The team at CNRS – DSI decided to conduct a study to find out how they could:

  • Painlessly migrate existing applications to a new database solution with the following constraints:
    • No application code modification and either null or most minimal database schema structure modification
  • Provide a robust and highly available database solution
    • Service available even if a database server fails and no service shutdown while backup or patch operations
  • Provide a heavy-load capable solution
    • Increase capacity in the background without stopping or even disturbing the actual service
  • Provide a transparently scalable solution
    • No need for dedicated DBAs
  • Provide a solution easy to manage and monitor

These technical criteria led the team to a choice between the following database cluster solutions… MariaDB Galera Cluster, Oracle MySQL Cluster, or ScaleDB.

Oracle MySQL Cluster was disregarded because of its licensing costs and because the master/slave setups were not evaluated as a robust high-availability solution. ScaleDB
was not considered because of its perceived lack of maturity. MariaDB Galera Cluster was the team’s final choice because:

  • Painless import existing of MySQL databases into MariaDB Cluster
  • The high availability and scalability tests were successful
  • MariaDB Cluster is open source (CNRS is a governmental research agency and the organization is highly sensitive to this aspect)

While a Galera Cluster is more complex to install and manage than a single MySQL node, the team found in Severalnines ClusterControl a comprehensive and powerful tool to manage and operate the cluster. Prior to going live, the tool was used to easily deploy test and QA environments, as well as to detect application incompatibilities with Galera. One functionality that was of particular interest was the ability to transparently manage load
balancers through ClusterControl.

The team went live after the evaluation. The actual migration was straightforward and required no schema changes. At the time of writing (October 2014), the system has been running live for over a year without issues, which has brought the peace of mind that The CNRS/DSI now has a data layer that is highly available. No traffic is dropped due to a database limitation, even when subjected to extreme traffic conditions.

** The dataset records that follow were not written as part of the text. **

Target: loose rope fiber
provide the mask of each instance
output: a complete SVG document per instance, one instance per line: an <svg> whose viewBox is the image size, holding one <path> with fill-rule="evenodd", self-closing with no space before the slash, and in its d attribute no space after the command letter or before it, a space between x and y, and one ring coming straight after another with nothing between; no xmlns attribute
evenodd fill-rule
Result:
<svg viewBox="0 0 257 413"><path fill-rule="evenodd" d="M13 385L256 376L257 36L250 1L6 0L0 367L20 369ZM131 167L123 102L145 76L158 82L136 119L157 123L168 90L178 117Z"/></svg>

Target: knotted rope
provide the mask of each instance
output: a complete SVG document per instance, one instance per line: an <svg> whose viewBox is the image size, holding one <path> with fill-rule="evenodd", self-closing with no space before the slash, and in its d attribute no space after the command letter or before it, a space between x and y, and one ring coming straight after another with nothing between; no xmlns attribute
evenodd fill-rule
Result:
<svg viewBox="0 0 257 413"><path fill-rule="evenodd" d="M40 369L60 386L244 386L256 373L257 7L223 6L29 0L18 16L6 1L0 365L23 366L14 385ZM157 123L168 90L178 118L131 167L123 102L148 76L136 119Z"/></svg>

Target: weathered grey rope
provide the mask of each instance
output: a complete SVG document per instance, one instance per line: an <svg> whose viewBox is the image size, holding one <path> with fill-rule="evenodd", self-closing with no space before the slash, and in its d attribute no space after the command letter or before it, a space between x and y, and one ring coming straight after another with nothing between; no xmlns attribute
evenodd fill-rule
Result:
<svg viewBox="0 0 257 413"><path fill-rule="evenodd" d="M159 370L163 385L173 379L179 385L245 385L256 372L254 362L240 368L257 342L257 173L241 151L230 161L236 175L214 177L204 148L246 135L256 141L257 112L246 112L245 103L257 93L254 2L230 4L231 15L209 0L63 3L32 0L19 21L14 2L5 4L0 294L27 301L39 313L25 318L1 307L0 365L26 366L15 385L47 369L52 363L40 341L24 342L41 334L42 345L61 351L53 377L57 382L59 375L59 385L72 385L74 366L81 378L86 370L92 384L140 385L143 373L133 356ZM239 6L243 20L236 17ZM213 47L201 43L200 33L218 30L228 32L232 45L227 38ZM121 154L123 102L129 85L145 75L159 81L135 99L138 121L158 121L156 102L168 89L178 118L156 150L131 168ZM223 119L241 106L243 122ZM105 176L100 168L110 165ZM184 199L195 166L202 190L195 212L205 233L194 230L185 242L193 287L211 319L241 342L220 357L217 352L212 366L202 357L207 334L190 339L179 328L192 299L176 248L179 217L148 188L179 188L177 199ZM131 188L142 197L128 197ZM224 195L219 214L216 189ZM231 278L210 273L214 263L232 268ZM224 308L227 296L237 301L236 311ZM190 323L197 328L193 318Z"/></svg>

“We decided to invest into the Enterprise of ClusterControl and it’s proven to have a very good ROI value. ClusterControl will be our companion in our future database technology roadmap,” said Olivier Lenormand, Technical Manager, CNRS/DSI.

Things are changing at CNRS, as we start to offer more critical LAMP-based services to our customers”: 24/7 applications with large databases, and tens of thousands of simultaneous users. It soon became clear that we needed a more robust and scalable solution than what standalone MySQL instances could offer.

Olivier Lenormand, Technical Manager CNRS

Outcome

With the positive experience of the first initial applications, the CNRS-DSI management decided that all LAMP applications must be compatible with Galera/MariaDB; all future LAMP applications will be running in this environment. Deployment automation, management, and monitoring framework will be provided by Severalnines.

In Severalnines we found a partner that is much more than a perfect database management tool provider: we have a partner that helps us define the architectures of our LAMP projects and leverage the capabilities of MariaDB Cluster.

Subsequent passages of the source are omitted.